Now isn't that stupid? Every one knows hop-scotch time is not in the winter when the ground is rough and frozen or wet with snow and when chilblains are rife. It is a game for the hard, solid earth, or a sunny pavement.
The variants of tag have descended to us and are played to-day, just as they were played when Boston and New York streets were lanes and cowpaths. The pretty game, "I catch you without green," mentioned by Rabelais, is well known in the Carolinas, whither it was carried by French Huguenot immigrants, who retained many of their home customs as well as their language for so long a time. Stone-tag and wood-tag took the place in America of the tag on iron of Elizabeth's day. Squat-tag and cross-tag have their times and seasons, and in Philadelphia tell-tag is also played. Pickadill is a winter sport, a tag played in the snow. Another tag game known as poison, or stone-poison, is where the player is tagged if he steps off stones. The little books on etiquette so frequently read in the seventeenth century, and quoted in other pages of this book, have this severe injunction, "Tread not pomposely on pebblestones for it is the art of a fool." A man who was not a fool, one Dr. Samuel Johnson, was swayed in his walk by similar notions.

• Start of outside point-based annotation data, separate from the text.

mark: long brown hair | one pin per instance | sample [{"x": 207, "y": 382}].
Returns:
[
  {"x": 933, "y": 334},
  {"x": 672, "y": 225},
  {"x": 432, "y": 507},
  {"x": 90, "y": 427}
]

"Scotch Hoppers," from Juvenile Games for the Four Seasons
Honey pots still is played by American children. Halliwell says the "honey pot" was a boy rolled up in a certain stiff position. I have seen it played by two girls carrying a third in a "chair" made by crossing hands. In a popular little book of the last century called Juvenile Pastimes, or Sports for Four Seasons, the illustration shows girls playing it. The explanatory verse reads:—
"Carry your Honey pot safe and sound
Or it will fall upon the Ground."
A truly historic game taught by children to each other, is what is called cats-cradle or cratch-cradle. One player stretches a length of looped cords over the extended fingers of both hands in a symmetrical form. The second player inserts the fingers and removes the cord without dropping the loops in a way to produce another figure. These various figures had childish titles. If Hone's derivation of the game and its meaning is true, cratch-cradle is the correct name. A cratch was a grated crib or manger. The adjustment of threads purported to represent the manger or cradle wherein the infant Saviour was laid by his Virgin Mother. As little girls "take off" the cradle they say, "criss-cross, criss-cross." This like the criss-cross row in the hornbook was originally Christ's cross.